Google Chrome Update Rolls Out for Windows, Mac and Linux
In a blog post published earlier this week, Google says that the security flaw in Chrome was detected by Clément Lecigne of Google’s Threat Analysis Group on June 25. The vulnerability is identified as CVE-2025-6554 (Type Confusion in V8) and the company has assigned it a high severity rating. It impacts the open source V8 JavaScript engine used by Google Chrome.
According to the description for the security vulnerability, arbitrary code can be executed on a user’s system if they visit a malicious HTML page created by a remote attacker. By leveraging this flaw, the attacker could gain access to the user’s computer, exfiltrate personal data, or download malware on the system.
It’s also worth noting that Google is aware of an exploit that takes advantage of the vulnerability that was being used “in the wild”. This means that the company knows that attackers have already used the flaw to target users online.

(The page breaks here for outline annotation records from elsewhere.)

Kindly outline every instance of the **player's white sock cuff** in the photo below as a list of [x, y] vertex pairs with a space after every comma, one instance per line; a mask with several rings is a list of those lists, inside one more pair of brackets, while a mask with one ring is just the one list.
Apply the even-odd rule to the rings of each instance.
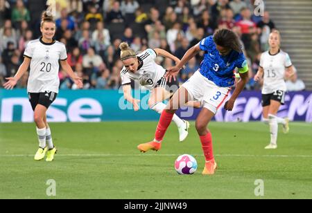
[[38, 136], [38, 140], [39, 140], [39, 146], [44, 149], [46, 146], [46, 128], [42, 129], [37, 129], [37, 135]]

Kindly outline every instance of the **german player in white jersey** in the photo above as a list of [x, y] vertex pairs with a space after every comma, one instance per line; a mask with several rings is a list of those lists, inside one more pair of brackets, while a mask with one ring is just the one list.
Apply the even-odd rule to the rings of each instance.
[[[121, 60], [123, 63], [123, 68], [121, 71], [121, 84], [123, 85], [125, 99], [133, 104], [135, 111], [139, 110], [138, 103], [139, 100], [135, 99], [131, 95], [131, 80], [136, 81], [150, 91], [150, 96], [148, 99], [148, 106], [158, 113], [162, 113], [166, 108], [166, 104], [162, 102], [170, 98], [171, 92], [175, 92], [178, 89], [177, 85], [168, 85], [164, 77], [166, 70], [156, 64], [154, 59], [157, 55], [168, 57], [178, 63], [180, 59], [166, 50], [159, 48], [147, 49], [141, 53], [137, 55], [135, 51], [129, 48], [127, 43], [123, 42], [119, 48], [121, 50]], [[190, 102], [189, 106], [196, 108], [200, 107], [200, 102]], [[180, 141], [185, 140], [189, 132], [189, 123], [182, 120], [177, 115], [173, 118], [177, 124]]]
[[39, 149], [35, 160], [42, 160], [46, 154], [46, 160], [52, 161], [57, 150], [46, 122], [46, 111], [58, 93], [59, 62], [78, 88], [83, 87], [83, 83], [81, 78], [74, 74], [67, 64], [65, 46], [53, 39], [55, 33], [55, 24], [53, 17], [49, 16], [47, 12], [42, 14], [40, 30], [42, 37], [28, 44], [24, 54], [24, 62], [17, 73], [13, 77], [6, 78], [8, 82], [3, 86], [6, 89], [12, 89], [31, 66], [27, 92], [34, 111], [39, 139]]
[[277, 148], [278, 124], [283, 125], [283, 131], [289, 131], [288, 119], [277, 116], [279, 106], [284, 104], [286, 86], [285, 78], [295, 74], [288, 54], [282, 51], [279, 46], [281, 37], [278, 30], [273, 30], [269, 37], [269, 50], [262, 53], [255, 81], [263, 77], [262, 106], [263, 117], [270, 125], [270, 142], [266, 149]]

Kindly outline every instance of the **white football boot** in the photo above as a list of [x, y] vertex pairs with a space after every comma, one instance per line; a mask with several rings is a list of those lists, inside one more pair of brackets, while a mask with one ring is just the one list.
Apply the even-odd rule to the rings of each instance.
[[180, 135], [180, 142], [182, 142], [187, 138], [189, 134], [189, 122], [187, 120], [183, 120], [184, 124], [178, 127], [179, 135]]

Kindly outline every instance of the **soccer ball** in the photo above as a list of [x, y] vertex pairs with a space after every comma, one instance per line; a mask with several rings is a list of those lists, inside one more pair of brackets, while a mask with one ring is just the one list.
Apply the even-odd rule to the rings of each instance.
[[180, 156], [175, 163], [175, 171], [180, 174], [193, 174], [197, 169], [197, 161], [192, 156]]

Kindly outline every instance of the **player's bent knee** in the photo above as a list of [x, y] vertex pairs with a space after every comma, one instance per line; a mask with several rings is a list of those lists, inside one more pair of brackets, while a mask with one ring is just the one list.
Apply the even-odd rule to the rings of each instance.
[[196, 128], [197, 132], [200, 134], [207, 131], [207, 125], [202, 122], [196, 122], [195, 127]]
[[42, 117], [41, 117], [39, 115], [37, 115], [35, 113], [33, 116], [33, 120], [35, 123], [40, 123], [40, 122], [43, 122], [43, 120], [44, 120]]

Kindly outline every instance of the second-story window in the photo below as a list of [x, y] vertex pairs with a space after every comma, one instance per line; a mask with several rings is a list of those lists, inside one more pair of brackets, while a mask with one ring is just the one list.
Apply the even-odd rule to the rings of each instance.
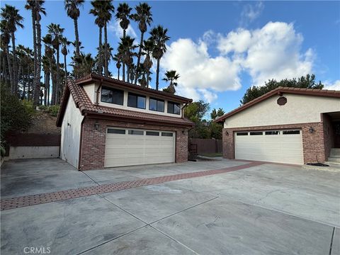
[[149, 101], [149, 110], [164, 112], [164, 101], [160, 99], [152, 98]]
[[123, 106], [123, 91], [104, 86], [101, 89], [101, 101], [102, 102]]
[[168, 102], [168, 113], [179, 115], [181, 113], [181, 107], [179, 103]]
[[129, 93], [128, 97], [128, 106], [145, 109], [147, 98], [145, 96], [141, 96]]

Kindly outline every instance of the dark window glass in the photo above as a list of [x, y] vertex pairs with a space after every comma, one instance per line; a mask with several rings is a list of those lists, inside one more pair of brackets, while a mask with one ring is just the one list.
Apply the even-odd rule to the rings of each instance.
[[147, 135], [159, 136], [159, 132], [147, 131]]
[[103, 87], [101, 89], [101, 101], [102, 102], [119, 104], [123, 106], [123, 91], [108, 87]]
[[285, 130], [283, 132], [283, 135], [298, 135], [300, 134], [300, 130]]
[[144, 135], [144, 131], [140, 131], [140, 130], [129, 130], [129, 135]]
[[169, 132], [162, 132], [162, 136], [174, 136], [174, 134], [173, 133], [169, 133]]
[[266, 131], [266, 135], [278, 135], [280, 131]]
[[262, 135], [263, 132], [251, 132], [250, 135]]
[[163, 100], [150, 98], [150, 101], [149, 101], [149, 110], [164, 112], [164, 101]]
[[168, 113], [180, 114], [181, 108], [179, 103], [168, 102]]
[[129, 93], [128, 96], [128, 106], [145, 109], [146, 98], [144, 96]]
[[109, 134], [120, 134], [125, 135], [125, 130], [118, 130], [115, 128], [108, 128], [108, 133]]

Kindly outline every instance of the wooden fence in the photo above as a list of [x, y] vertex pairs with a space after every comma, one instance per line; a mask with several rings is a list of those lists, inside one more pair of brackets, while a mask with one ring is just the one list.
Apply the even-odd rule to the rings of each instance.
[[188, 148], [192, 147], [197, 147], [198, 154], [222, 153], [222, 140], [189, 138]]

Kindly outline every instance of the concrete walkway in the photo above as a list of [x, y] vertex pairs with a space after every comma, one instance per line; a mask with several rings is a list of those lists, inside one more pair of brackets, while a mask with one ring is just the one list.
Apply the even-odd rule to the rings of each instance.
[[246, 164], [79, 172], [59, 159], [5, 162], [2, 199], [203, 176], [1, 211], [1, 254], [24, 254], [26, 247], [48, 248], [51, 254], [340, 254], [339, 173]]

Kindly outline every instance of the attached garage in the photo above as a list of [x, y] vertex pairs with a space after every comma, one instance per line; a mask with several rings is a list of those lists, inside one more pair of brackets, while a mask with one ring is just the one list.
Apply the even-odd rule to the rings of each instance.
[[175, 132], [108, 128], [105, 167], [175, 162]]
[[235, 158], [303, 164], [300, 130], [236, 132]]
[[[278, 87], [215, 120], [227, 159], [293, 164], [336, 160], [340, 91]], [[333, 155], [331, 157], [331, 155]]]

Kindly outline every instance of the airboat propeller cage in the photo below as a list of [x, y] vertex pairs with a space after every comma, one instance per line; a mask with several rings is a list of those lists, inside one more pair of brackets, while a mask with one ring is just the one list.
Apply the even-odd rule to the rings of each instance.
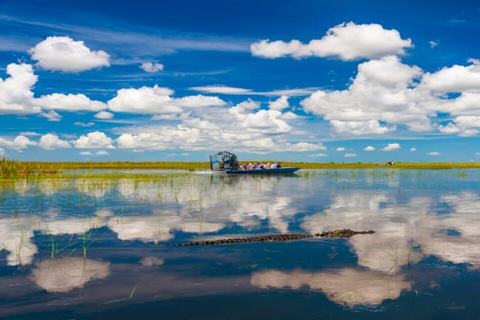
[[228, 151], [222, 151], [210, 156], [210, 167], [213, 171], [238, 169], [237, 156]]

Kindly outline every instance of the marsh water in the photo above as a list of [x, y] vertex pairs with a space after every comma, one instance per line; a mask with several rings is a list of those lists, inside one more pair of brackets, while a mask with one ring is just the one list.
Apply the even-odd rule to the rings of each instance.
[[2, 318], [477, 319], [480, 170], [9, 181], [0, 249]]

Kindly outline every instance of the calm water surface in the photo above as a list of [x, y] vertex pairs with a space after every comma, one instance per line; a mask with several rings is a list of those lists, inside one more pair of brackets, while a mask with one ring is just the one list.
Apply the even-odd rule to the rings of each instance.
[[478, 319], [480, 171], [2, 183], [0, 250], [5, 318]]

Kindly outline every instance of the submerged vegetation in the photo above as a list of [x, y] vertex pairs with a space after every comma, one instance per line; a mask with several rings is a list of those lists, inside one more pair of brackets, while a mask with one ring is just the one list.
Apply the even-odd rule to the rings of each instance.
[[[254, 162], [254, 161], [244, 161]], [[265, 162], [265, 161], [263, 161]], [[394, 166], [377, 163], [310, 163], [282, 162], [284, 167], [301, 169], [475, 169], [480, 163], [472, 162], [400, 162]], [[3, 159], [0, 161], [0, 179], [29, 179], [48, 176], [98, 175], [91, 170], [209, 170], [208, 162], [27, 162]], [[82, 171], [82, 172], [78, 172]], [[105, 175], [105, 173], [102, 173]], [[132, 173], [115, 173], [117, 178]], [[148, 173], [147, 173], [148, 174]]]

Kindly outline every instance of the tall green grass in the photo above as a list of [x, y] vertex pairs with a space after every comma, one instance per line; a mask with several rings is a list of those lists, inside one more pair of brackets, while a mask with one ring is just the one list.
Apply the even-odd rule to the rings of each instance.
[[[243, 161], [254, 162], [254, 161]], [[262, 161], [267, 162], [267, 161]], [[271, 162], [271, 161], [270, 161]], [[471, 162], [401, 162], [394, 166], [376, 163], [309, 163], [282, 162], [284, 167], [301, 169], [474, 169], [480, 163]], [[62, 176], [72, 170], [173, 169], [208, 170], [209, 162], [26, 162], [2, 159], [0, 179], [28, 179], [43, 176]]]

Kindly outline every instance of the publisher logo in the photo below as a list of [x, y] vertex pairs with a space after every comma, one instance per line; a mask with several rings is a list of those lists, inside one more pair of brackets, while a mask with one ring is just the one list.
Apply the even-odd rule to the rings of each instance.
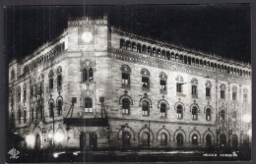
[[12, 148], [9, 150], [8, 154], [10, 154], [10, 159], [18, 159], [19, 158], [19, 154], [20, 154], [20, 151], [18, 151], [17, 149], [15, 148]]

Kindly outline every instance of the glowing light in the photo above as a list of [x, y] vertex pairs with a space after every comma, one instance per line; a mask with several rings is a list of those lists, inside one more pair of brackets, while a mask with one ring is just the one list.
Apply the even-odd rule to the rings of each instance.
[[81, 37], [85, 42], [90, 42], [93, 39], [93, 34], [90, 31], [85, 31]]
[[251, 130], [248, 130], [247, 135], [248, 135], [249, 137], [251, 137], [251, 134], [252, 134]]
[[250, 122], [251, 122], [251, 115], [249, 115], [249, 114], [243, 115], [242, 121], [243, 121], [244, 123], [250, 123]]
[[63, 135], [63, 134], [61, 134], [61, 133], [56, 133], [56, 134], [54, 135], [54, 140], [55, 140], [56, 142], [61, 142], [63, 139], [64, 139], [64, 135]]
[[28, 145], [33, 146], [34, 141], [35, 141], [34, 136], [32, 136], [32, 135], [28, 135], [28, 136], [26, 137], [26, 142], [27, 142]]
[[52, 137], [53, 137], [52, 133], [49, 133], [48, 134], [48, 138], [52, 138]]
[[53, 157], [54, 157], [54, 158], [57, 158], [58, 156], [59, 156], [59, 153], [56, 153], [56, 152], [53, 153]]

Thankfully, Google Chrome 138.0.7204.96/.97 for Windows, contains a fix for the flaw, while users on macOS and Linux can update to version 138.0.7204.92/.93 and version 138.0.7204.92, respectively. There’s no mention of patches for Android and iOS, so it appears that these platforms are not affected by the flaw.
If your browser hasn’t already updated to the latest version, you can open the main menu in the top right corner of the screen, then tap on Help > About Chrome and wait for the latest version to download and install. You will also need to restart Chrome to load the latest version after the update process is completed.